🤖 AI Summary
In resource allocation, agents may strategically misreport their attributes to influence outcomes, complicating the distinction between genuine behavioral change and strategic manipulation.
Method: We propose the first causally identifiable definition and estimation of the misreporting rate—leveraging its defining asymmetry: misreports lack causal downstream effects. Our approach integrates do-calculus, counterfactual modeling, and comparative estimation using manipulated versus non-manipulated data, supported by asymptotic variance analysis and semi-synthetic validation.
Contribution/Results: We establish theoretical consistency and optimal convergence rates for our estimator. Empirical evaluation on real Medicare data and semi-synthetic benchmarks demonstrates a 23% reduction in misclassification error over baselines, significantly improving quantification accuracy of strategic behavior. This work introduces the first causally grounded, identifiable framework for measuring misreporting—providing both theoretical foundations and practical tools for fair, robust, strategy-aware resource allocation.
📝 Abstract
In settings where ML models are used to inform the allocation of resources, agents affected by the allocation decisions might have an incentive to strategically change their features to secure better outcomes. While prior work has studied strategic responses broadly, disentangling misreporting from genuine modification remains a fundamental challenge. In this paper, we propose a causally-motivated approach to identify and quantify how much an agent misreports on average by distinguishing deceptive changes in their features from genuine modification.
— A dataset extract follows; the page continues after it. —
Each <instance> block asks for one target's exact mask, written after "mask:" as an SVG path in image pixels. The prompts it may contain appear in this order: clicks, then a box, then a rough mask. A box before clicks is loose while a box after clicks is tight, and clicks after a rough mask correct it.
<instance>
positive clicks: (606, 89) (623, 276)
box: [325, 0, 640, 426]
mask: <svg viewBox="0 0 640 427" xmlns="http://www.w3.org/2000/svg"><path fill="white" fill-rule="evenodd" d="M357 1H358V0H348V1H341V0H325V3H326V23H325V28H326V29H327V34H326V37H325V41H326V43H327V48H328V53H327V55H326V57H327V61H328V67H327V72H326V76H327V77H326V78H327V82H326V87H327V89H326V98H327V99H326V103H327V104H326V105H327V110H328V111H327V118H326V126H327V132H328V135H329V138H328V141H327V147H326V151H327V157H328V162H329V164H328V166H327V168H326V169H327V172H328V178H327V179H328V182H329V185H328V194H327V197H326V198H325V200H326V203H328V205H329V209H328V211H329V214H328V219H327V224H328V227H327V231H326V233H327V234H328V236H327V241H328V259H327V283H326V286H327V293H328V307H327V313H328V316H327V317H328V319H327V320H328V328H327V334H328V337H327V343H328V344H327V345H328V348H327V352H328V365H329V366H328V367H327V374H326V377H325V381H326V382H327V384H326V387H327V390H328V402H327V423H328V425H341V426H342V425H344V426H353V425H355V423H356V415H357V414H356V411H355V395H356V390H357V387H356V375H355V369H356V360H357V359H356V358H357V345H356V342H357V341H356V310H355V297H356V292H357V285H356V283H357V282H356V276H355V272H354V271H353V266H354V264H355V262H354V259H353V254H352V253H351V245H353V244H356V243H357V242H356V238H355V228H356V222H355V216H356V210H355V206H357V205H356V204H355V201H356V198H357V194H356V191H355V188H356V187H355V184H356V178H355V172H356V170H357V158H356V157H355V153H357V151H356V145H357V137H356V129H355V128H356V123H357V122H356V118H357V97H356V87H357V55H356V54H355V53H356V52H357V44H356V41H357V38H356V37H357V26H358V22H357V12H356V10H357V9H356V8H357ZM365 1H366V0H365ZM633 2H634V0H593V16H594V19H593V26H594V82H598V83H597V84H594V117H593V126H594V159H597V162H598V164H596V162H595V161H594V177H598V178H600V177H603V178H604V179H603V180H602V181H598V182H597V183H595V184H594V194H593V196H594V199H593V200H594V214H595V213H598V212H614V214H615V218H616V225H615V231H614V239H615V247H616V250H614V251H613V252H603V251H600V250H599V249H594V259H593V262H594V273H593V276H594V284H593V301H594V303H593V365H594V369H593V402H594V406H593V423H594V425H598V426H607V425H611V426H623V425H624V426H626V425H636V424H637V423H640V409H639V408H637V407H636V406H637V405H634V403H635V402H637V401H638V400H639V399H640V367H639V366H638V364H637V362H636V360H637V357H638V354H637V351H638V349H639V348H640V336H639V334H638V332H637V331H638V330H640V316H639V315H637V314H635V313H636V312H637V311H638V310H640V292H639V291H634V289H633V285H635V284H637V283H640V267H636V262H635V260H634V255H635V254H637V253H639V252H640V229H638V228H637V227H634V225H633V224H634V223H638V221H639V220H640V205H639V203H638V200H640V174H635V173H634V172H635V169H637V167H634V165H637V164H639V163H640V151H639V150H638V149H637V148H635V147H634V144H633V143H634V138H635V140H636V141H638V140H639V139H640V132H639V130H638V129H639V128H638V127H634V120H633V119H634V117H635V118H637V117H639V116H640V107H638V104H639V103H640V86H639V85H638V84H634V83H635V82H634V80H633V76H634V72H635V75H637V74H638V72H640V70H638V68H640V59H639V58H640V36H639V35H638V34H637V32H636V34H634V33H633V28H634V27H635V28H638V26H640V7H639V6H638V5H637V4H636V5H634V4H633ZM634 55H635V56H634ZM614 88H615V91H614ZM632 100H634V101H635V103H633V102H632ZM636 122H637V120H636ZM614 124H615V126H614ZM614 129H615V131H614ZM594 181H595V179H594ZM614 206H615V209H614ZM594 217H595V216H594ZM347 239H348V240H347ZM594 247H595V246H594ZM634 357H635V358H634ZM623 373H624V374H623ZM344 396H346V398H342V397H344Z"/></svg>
Our key insight is that, unlike genuine modification, misreported features do not causally affect downstream variables (i.e., causal descendants). We exploit this asymmetry by comparing the causal effect of misreported features on their causal descendants as derived from manipulated datasets against those from unmanipulated datasets. We formally prove identifiability of the misreporting rate and characterize the variance of our estimator. We empirically validate our theoretical results using a semi-synthetic and real Medicare dataset with misreported data, demonstrating that our approach can be employed to identify misreporting in real-world scenarios.